Mało tego, tuż po wielkim sukcesie młodych badmintonistów w mistrzostwach Europy juniorów i zdobyciu przez Polaków złotego indywidualnie i brązowego medalu drużynowo, w mediach rozgorzała dyskusja na temat braku wsparcia przez ministerstwo wyjazdu reprezentacji na turniej mistrzowski. I znów, jak na zawołanie, minister zarządził kolejną kontrolę. Czego ma dotyczyć, skoro poprzednia sprawdzająca sport powszechny nie potwierdziła formułowanych wcześniej zarzutów?
Nie można nie zadać pytania, oglądając porozumiewawcze miny posłów PO podczas obrad. Czy aby nie za bardzo liczą na swojego partyjnego kolegę, który zjawił się na komisji, by dostarczyć argument? Wystarczy połączyć kropki, nie jest to takie trudne.
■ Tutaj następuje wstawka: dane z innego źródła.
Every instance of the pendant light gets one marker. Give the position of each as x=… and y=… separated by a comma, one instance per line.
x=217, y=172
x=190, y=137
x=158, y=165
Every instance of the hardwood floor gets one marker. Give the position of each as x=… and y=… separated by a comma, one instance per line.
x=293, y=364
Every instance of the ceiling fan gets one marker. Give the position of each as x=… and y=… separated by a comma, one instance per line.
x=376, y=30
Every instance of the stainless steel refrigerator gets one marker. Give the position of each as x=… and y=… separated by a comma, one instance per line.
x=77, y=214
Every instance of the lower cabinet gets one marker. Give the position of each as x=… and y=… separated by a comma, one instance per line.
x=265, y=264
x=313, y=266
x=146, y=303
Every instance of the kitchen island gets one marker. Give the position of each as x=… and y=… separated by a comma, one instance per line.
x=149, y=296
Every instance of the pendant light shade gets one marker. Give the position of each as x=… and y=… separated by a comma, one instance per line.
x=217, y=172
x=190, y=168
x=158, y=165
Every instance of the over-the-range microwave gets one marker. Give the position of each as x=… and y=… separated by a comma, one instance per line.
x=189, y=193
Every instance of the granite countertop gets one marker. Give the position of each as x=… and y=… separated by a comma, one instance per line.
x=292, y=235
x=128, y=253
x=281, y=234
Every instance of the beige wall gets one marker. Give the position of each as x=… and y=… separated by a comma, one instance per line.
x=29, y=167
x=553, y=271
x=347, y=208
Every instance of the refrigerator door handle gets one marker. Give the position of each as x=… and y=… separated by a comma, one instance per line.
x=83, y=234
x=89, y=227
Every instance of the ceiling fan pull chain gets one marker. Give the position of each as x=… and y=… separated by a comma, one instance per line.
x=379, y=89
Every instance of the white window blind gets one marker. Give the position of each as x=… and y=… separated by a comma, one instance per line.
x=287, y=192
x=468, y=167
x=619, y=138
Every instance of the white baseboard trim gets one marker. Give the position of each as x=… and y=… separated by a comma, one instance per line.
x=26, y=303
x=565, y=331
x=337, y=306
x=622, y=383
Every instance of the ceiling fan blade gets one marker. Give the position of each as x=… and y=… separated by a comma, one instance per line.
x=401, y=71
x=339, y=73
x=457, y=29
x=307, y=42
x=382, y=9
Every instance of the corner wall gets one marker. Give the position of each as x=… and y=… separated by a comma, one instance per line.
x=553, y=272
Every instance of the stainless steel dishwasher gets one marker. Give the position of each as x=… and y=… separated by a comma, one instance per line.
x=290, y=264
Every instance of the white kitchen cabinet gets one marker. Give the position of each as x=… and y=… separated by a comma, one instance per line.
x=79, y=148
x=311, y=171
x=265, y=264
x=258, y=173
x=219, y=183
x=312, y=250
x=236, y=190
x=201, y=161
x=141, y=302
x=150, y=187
I pytać, bo odpowiedzi na pytania rzucą więcej światła na całą sytuację.
Zadziwia również ta „dyspozycyjność”, bo cytując Jacka Niedźwiedzkiego „nie chcę we własne gniazdo brzydko robić, ale… to co się działo przez ostatnie lata, woła o pomstę do nieba.”
Co się działo?
A działo się wiele.
Łącznie z pierwszymi historycznymi mistrzostwami Europy U15 w rodzinnych Suwałkach pana posła, podczas których Wiktoria Kaletka zdobyła złoto.
Łącznie z międzynarodowymi turniejami U17 i U19 oraz festiwalami dla najmłodszych adeptów badmintona, które przez trzy kolejne lata będą odbywać się w Suwałkach, bo tak zdecydował zarząd PZBad. W turniejach tych każdego roku występują setki młodych badmintonistów z całej Europy.
Wreszcie łącznie z transmisjami telewizyjnymi z suwalskich meczów ekstraligi badmintona, których po rozpętaniu burzy przez ministra Nitrasa już podczas tegorocznych rozgrywek nie ma, bo dziwnym trafem, wycofali się ligowi sponsorzy…
Pan poseł, tak jak zapomniał, że świeżo upieczeni polscy mistrzowie Europy trenują w związkowych OSSM-ach, tak również chyba nie pamięta, że szkoli się w ośrodku OSSM Polskiego Związku Badmintona w Białymstoku …jego córka, Oliwia. Skądinąd, bardzo utalentowana badmintonistka.
Czy to jest w ogóle możliwe, żeby o tym nie pamiętał?